Ok, pinning everything would remove some unnecessary rows that separate the different streams, but still, we have around 27 streams, in 1, 2 or 3 GPU’s (depending on configuration).
The code is very large, there are many developers, and I need to make sure no thread is switching contexts among many other things, which is easier if I have a compact view of kernel execution and memory transfers, for all GPU’s.
The “CUDA Kernel running” and “Memory operation in progress” would be the lines I would like to see, if only I could differentiate individual kernels and transfers, without having to look on the individual streams.

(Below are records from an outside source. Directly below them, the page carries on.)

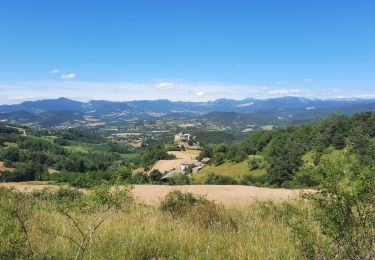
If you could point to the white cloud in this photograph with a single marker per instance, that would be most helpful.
(172, 89)
(284, 91)
(280, 82)
(166, 85)
(68, 76)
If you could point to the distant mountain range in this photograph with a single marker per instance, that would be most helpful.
(52, 112)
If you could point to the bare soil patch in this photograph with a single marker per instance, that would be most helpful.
(230, 196)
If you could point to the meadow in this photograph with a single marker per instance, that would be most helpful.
(138, 231)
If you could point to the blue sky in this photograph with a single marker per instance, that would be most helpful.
(186, 50)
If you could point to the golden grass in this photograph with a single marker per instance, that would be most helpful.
(228, 195)
(145, 232)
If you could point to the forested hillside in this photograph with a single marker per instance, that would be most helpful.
(287, 157)
(290, 156)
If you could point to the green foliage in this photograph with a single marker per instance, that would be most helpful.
(284, 157)
(343, 211)
(154, 153)
(197, 209)
(179, 203)
(179, 179)
(16, 210)
(11, 154)
(212, 178)
(155, 177)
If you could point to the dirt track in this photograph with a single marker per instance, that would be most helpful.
(228, 195)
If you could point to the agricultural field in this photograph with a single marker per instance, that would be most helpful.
(234, 170)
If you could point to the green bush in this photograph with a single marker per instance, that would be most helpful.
(178, 203)
(179, 179)
(198, 209)
(212, 178)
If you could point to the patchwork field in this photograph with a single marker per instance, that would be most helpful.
(227, 195)
(234, 170)
(168, 165)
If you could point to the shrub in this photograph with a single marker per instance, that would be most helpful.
(179, 179)
(198, 209)
(343, 216)
(212, 178)
(178, 203)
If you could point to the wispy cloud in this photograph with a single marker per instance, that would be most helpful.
(153, 89)
(284, 91)
(166, 85)
(68, 76)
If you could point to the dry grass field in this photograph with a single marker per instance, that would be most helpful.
(230, 196)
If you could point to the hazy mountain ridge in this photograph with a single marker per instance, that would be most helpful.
(279, 111)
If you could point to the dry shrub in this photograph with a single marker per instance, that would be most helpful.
(197, 209)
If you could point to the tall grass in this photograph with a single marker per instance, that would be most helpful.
(143, 232)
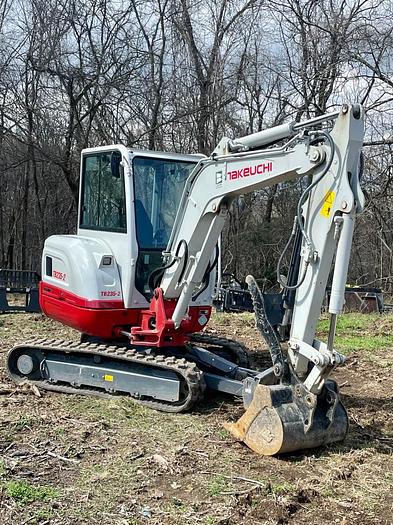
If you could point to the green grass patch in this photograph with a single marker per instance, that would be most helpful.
(23, 492)
(217, 485)
(360, 332)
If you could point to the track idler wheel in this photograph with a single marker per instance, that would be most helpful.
(286, 418)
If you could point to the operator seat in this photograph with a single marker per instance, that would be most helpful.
(144, 227)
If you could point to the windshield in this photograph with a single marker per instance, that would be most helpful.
(103, 197)
(158, 187)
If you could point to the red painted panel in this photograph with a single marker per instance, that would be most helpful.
(103, 318)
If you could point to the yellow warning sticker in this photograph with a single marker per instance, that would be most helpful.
(327, 204)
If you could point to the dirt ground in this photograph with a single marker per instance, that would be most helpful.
(68, 460)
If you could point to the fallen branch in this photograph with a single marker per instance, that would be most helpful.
(63, 458)
(248, 480)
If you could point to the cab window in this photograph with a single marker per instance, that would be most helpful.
(103, 203)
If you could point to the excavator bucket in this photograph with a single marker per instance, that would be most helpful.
(276, 422)
(286, 417)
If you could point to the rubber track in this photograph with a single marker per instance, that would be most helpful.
(236, 349)
(190, 373)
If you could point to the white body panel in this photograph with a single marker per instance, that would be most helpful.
(78, 265)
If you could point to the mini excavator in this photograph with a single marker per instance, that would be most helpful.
(138, 278)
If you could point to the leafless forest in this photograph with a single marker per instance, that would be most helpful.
(177, 75)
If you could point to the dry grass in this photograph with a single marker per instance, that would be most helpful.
(116, 463)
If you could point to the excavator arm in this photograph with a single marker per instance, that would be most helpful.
(302, 409)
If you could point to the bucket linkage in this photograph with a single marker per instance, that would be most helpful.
(286, 416)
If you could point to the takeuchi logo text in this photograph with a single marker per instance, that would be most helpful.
(249, 171)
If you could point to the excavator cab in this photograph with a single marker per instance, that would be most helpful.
(97, 281)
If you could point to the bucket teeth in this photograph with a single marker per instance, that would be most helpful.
(276, 422)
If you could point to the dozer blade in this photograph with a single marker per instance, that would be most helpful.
(278, 420)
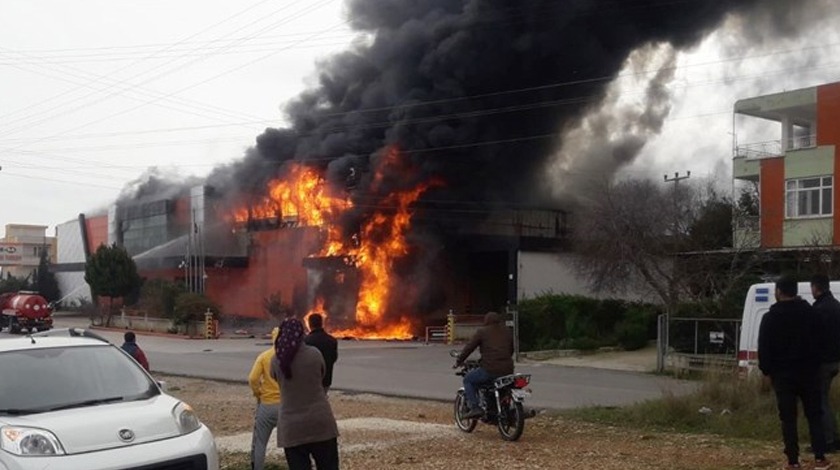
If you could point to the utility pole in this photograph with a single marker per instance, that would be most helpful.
(664, 321)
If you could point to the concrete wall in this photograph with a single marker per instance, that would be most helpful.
(808, 232)
(71, 253)
(541, 273)
(805, 163)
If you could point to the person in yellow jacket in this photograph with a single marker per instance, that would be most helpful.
(267, 392)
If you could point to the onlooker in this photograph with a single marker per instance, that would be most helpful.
(267, 392)
(130, 346)
(325, 343)
(827, 309)
(495, 343)
(787, 354)
(306, 427)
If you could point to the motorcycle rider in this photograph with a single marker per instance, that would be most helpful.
(494, 341)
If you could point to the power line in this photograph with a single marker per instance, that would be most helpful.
(160, 75)
(226, 19)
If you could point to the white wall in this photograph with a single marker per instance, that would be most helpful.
(73, 287)
(541, 273)
(71, 247)
(71, 250)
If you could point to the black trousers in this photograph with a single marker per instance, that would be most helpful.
(325, 454)
(805, 387)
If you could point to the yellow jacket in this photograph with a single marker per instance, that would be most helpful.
(264, 387)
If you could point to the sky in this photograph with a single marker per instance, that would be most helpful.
(94, 94)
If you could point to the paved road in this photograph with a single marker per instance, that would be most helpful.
(400, 368)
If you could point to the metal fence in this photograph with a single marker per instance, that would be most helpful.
(699, 343)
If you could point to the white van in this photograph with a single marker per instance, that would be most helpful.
(759, 299)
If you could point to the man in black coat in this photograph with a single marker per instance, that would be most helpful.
(827, 309)
(788, 353)
(325, 343)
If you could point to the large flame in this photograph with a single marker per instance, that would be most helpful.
(299, 196)
(304, 195)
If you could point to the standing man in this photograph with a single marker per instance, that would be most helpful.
(130, 346)
(827, 309)
(787, 354)
(495, 343)
(267, 392)
(325, 343)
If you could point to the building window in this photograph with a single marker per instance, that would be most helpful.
(809, 197)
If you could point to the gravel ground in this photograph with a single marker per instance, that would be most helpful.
(390, 433)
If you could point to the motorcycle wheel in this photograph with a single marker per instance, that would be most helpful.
(466, 425)
(511, 421)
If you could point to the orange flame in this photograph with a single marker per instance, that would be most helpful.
(300, 196)
(303, 194)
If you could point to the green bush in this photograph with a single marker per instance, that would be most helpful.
(575, 322)
(157, 297)
(191, 306)
(632, 331)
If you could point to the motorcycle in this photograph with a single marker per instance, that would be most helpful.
(501, 402)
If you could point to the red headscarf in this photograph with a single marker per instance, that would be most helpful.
(288, 343)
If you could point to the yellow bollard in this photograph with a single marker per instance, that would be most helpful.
(450, 328)
(209, 325)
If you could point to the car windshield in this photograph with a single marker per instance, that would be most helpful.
(48, 379)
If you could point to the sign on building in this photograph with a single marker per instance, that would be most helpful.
(11, 253)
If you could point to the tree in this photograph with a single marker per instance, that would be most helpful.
(111, 273)
(45, 281)
(673, 241)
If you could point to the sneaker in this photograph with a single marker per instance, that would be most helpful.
(822, 464)
(472, 414)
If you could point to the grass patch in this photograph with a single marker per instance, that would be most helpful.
(724, 405)
(242, 461)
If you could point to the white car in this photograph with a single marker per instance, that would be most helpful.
(70, 400)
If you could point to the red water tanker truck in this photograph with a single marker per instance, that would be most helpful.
(25, 311)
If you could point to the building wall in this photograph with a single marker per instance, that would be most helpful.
(808, 232)
(772, 201)
(275, 264)
(70, 259)
(818, 161)
(554, 272)
(21, 248)
(97, 231)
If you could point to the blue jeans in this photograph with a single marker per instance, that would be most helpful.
(472, 381)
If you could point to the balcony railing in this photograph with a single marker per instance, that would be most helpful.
(770, 148)
(773, 148)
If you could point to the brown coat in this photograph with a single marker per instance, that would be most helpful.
(495, 343)
(305, 415)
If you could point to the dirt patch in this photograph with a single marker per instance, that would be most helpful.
(383, 433)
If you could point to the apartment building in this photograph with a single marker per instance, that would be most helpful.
(20, 249)
(795, 174)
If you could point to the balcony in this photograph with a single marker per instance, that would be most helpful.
(774, 148)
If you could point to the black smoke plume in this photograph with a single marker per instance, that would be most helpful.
(472, 91)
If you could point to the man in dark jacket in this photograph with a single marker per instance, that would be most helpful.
(130, 346)
(495, 343)
(788, 354)
(325, 343)
(827, 309)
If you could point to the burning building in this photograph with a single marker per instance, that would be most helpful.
(412, 179)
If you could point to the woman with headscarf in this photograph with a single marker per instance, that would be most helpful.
(306, 427)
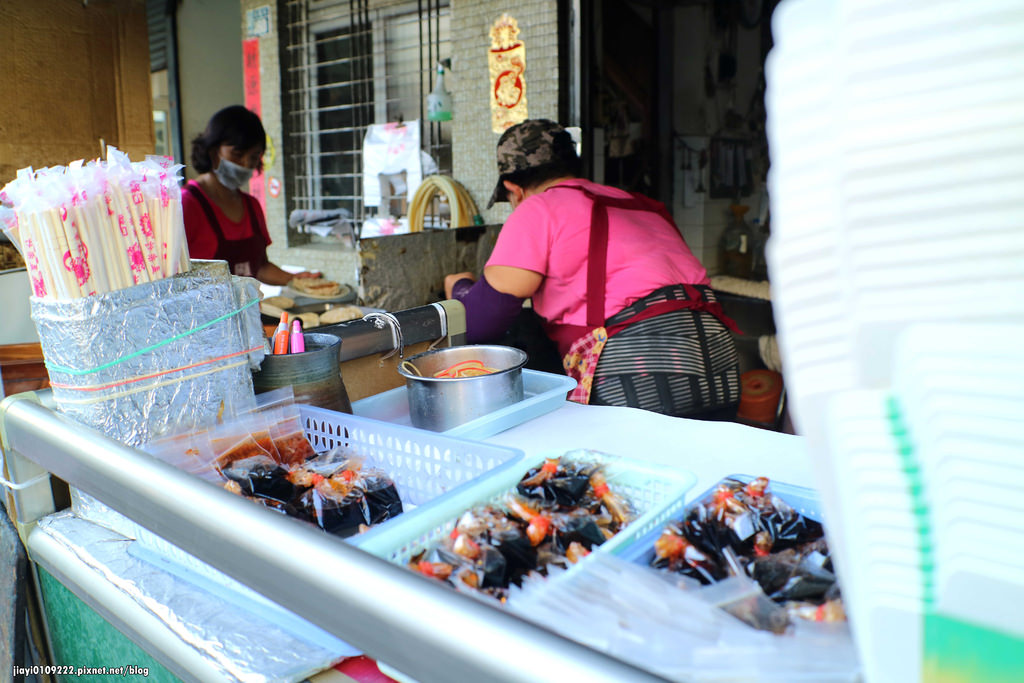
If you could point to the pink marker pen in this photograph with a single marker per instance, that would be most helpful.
(298, 343)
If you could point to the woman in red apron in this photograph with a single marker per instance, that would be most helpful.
(221, 220)
(626, 302)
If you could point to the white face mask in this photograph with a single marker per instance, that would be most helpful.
(231, 175)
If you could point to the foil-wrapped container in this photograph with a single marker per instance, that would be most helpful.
(238, 635)
(155, 358)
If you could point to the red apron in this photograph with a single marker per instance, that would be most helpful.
(581, 360)
(246, 256)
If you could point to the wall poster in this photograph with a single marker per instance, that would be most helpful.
(250, 73)
(507, 59)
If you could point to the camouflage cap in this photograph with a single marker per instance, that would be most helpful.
(528, 144)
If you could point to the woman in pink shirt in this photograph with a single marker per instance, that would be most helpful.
(221, 221)
(620, 293)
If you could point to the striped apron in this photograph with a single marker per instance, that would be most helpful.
(670, 352)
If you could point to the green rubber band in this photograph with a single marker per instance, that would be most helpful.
(72, 371)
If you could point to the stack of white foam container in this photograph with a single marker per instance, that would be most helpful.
(896, 132)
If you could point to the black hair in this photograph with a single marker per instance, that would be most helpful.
(232, 125)
(528, 178)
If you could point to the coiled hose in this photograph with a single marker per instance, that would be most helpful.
(463, 207)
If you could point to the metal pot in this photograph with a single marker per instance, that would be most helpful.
(440, 403)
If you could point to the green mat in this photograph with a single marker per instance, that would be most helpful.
(83, 641)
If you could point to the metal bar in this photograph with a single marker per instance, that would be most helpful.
(412, 623)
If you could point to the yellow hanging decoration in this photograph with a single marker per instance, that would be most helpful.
(507, 58)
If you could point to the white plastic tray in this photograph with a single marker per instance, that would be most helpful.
(543, 392)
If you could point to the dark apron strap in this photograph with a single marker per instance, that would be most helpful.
(597, 251)
(597, 259)
(210, 216)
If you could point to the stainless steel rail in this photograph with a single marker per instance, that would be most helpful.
(417, 626)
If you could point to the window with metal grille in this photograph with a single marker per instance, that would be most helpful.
(347, 66)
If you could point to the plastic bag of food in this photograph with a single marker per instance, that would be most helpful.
(743, 599)
(803, 572)
(233, 440)
(190, 453)
(260, 476)
(344, 497)
(289, 435)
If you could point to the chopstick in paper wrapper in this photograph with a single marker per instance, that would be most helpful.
(97, 227)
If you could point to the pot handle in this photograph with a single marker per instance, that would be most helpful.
(382, 318)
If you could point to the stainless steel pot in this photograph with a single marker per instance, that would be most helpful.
(440, 403)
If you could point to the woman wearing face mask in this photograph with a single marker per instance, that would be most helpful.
(221, 221)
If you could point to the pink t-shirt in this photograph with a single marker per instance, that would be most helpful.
(549, 233)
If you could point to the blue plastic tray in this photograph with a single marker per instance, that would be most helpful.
(543, 392)
(805, 501)
(655, 492)
(426, 467)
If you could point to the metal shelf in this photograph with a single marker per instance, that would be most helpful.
(421, 628)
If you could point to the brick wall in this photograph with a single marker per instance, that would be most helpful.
(473, 142)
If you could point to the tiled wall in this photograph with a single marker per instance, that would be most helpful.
(473, 141)
(334, 262)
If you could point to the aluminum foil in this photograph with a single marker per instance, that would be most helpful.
(187, 382)
(241, 637)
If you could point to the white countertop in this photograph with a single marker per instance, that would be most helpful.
(709, 450)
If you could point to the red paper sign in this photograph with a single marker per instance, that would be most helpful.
(250, 71)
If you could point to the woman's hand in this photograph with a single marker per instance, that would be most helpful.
(451, 280)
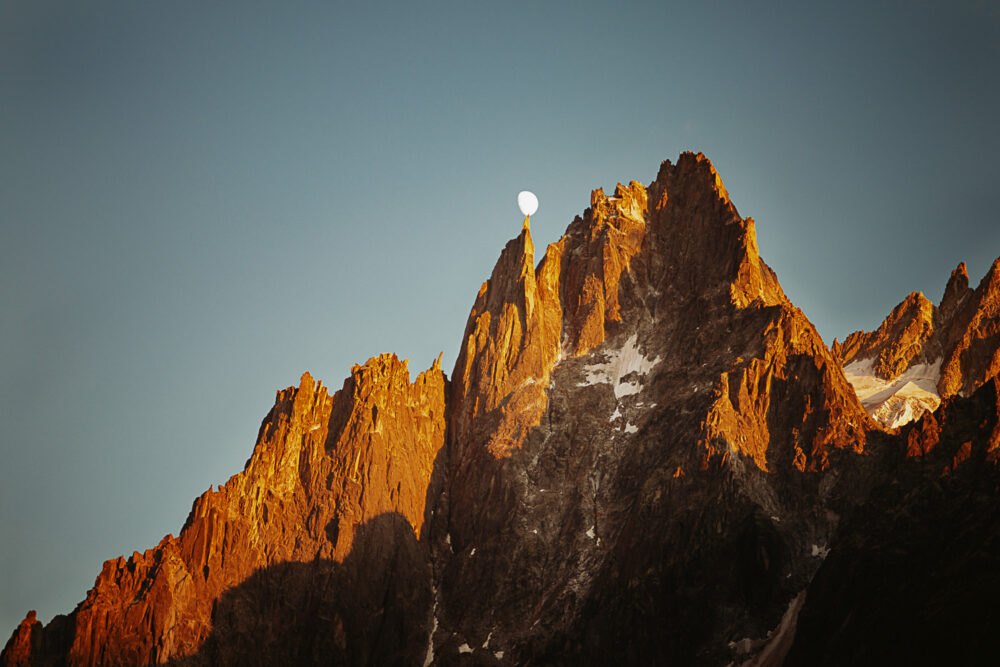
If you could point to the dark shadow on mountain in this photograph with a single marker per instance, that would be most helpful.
(371, 609)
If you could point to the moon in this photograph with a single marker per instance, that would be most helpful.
(527, 202)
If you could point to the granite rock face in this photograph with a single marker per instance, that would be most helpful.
(921, 353)
(331, 478)
(643, 456)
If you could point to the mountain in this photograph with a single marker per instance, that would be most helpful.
(922, 353)
(644, 454)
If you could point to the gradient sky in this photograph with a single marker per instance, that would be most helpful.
(198, 203)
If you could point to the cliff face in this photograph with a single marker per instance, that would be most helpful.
(643, 455)
(684, 406)
(325, 470)
(913, 575)
(922, 353)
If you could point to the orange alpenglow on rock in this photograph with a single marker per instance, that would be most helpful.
(644, 406)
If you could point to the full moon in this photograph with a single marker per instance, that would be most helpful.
(527, 202)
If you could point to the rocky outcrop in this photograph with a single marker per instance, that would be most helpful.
(914, 573)
(922, 353)
(684, 405)
(644, 455)
(325, 470)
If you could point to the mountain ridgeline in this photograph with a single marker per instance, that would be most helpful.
(645, 454)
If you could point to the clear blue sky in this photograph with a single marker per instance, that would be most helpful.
(198, 203)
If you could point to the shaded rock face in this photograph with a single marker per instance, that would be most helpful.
(914, 575)
(643, 456)
(324, 469)
(687, 429)
(949, 349)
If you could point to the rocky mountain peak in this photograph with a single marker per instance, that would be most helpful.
(643, 455)
(921, 354)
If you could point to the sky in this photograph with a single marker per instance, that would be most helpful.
(200, 201)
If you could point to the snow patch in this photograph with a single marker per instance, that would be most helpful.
(621, 363)
(429, 657)
(893, 403)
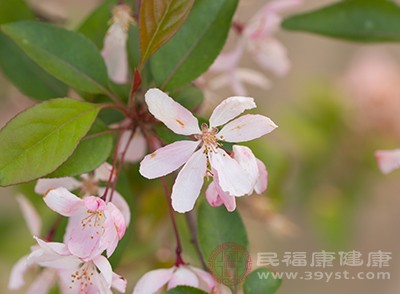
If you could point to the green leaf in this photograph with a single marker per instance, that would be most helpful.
(89, 154)
(218, 229)
(185, 290)
(67, 55)
(261, 280)
(14, 10)
(354, 20)
(40, 139)
(26, 75)
(194, 48)
(97, 23)
(159, 21)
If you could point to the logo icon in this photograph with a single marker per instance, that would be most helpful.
(230, 263)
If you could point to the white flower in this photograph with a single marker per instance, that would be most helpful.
(195, 155)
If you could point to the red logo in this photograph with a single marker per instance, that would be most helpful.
(230, 263)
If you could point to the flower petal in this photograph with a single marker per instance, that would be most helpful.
(167, 159)
(104, 266)
(188, 183)
(229, 109)
(262, 180)
(119, 283)
(153, 281)
(388, 160)
(137, 148)
(246, 128)
(246, 159)
(62, 201)
(31, 216)
(171, 113)
(183, 277)
(231, 177)
(44, 185)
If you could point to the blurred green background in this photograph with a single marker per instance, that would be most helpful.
(325, 190)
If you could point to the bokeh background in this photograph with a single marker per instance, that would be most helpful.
(339, 103)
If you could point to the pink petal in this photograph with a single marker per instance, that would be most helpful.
(231, 177)
(167, 159)
(118, 283)
(171, 113)
(153, 281)
(246, 128)
(16, 280)
(31, 216)
(248, 162)
(43, 282)
(271, 55)
(388, 160)
(62, 201)
(262, 180)
(137, 148)
(205, 276)
(229, 109)
(104, 266)
(44, 185)
(188, 183)
(115, 54)
(183, 277)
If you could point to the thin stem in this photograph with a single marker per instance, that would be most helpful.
(193, 237)
(179, 261)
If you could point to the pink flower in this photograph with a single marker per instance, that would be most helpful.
(115, 49)
(183, 275)
(257, 37)
(388, 160)
(195, 155)
(77, 275)
(253, 167)
(45, 279)
(94, 225)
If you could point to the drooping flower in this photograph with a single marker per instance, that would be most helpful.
(46, 278)
(256, 37)
(252, 166)
(93, 226)
(206, 149)
(184, 275)
(76, 275)
(115, 52)
(388, 160)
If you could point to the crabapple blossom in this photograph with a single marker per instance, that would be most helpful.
(252, 166)
(183, 275)
(45, 279)
(257, 37)
(76, 275)
(94, 225)
(195, 155)
(388, 160)
(115, 52)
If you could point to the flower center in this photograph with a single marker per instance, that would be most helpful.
(209, 138)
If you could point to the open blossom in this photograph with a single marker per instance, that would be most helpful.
(388, 160)
(206, 149)
(183, 275)
(115, 44)
(76, 275)
(257, 37)
(253, 167)
(45, 279)
(94, 225)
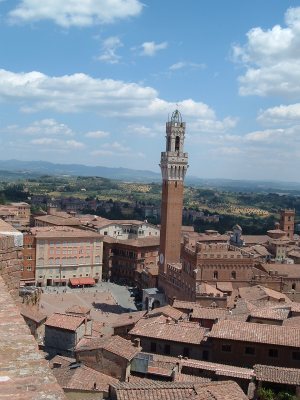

Let me include an screenshot of a tiny and ugly example (with a few bad practices like DeviceSyncrhonize):
[url]
https://ibb.co/LnFtzNC[/url]
In here, you can see that I didn’t uncollapse the streams section. For a first review, I don’t need to. Mainly because I can see all kernels executions in the row “Compute”, and I can even see how they overlap their endings and begginings, because they where enqueued in different streams. So we don’t have between kernels waiting time.
I also can see, that the first three memory transfers, in the row “Memory” are HtoD because they are green, and they overlap with a large kernel execution, that is using data different from the one being transferred now, and enqueued in a different stream.
Finally, I can see that the execution ends with three transfers DtoD (in clear blue), that do overlap slightly among themselves and with the last kenel.
If there where DtoH transfers, they would appear on the Memory row in purple, and they can overlap with HtoD transfers, DtoD transfers, and kernels.
With this, in a very fast overview, I can see bad behaviors, and start looking for the guilty code.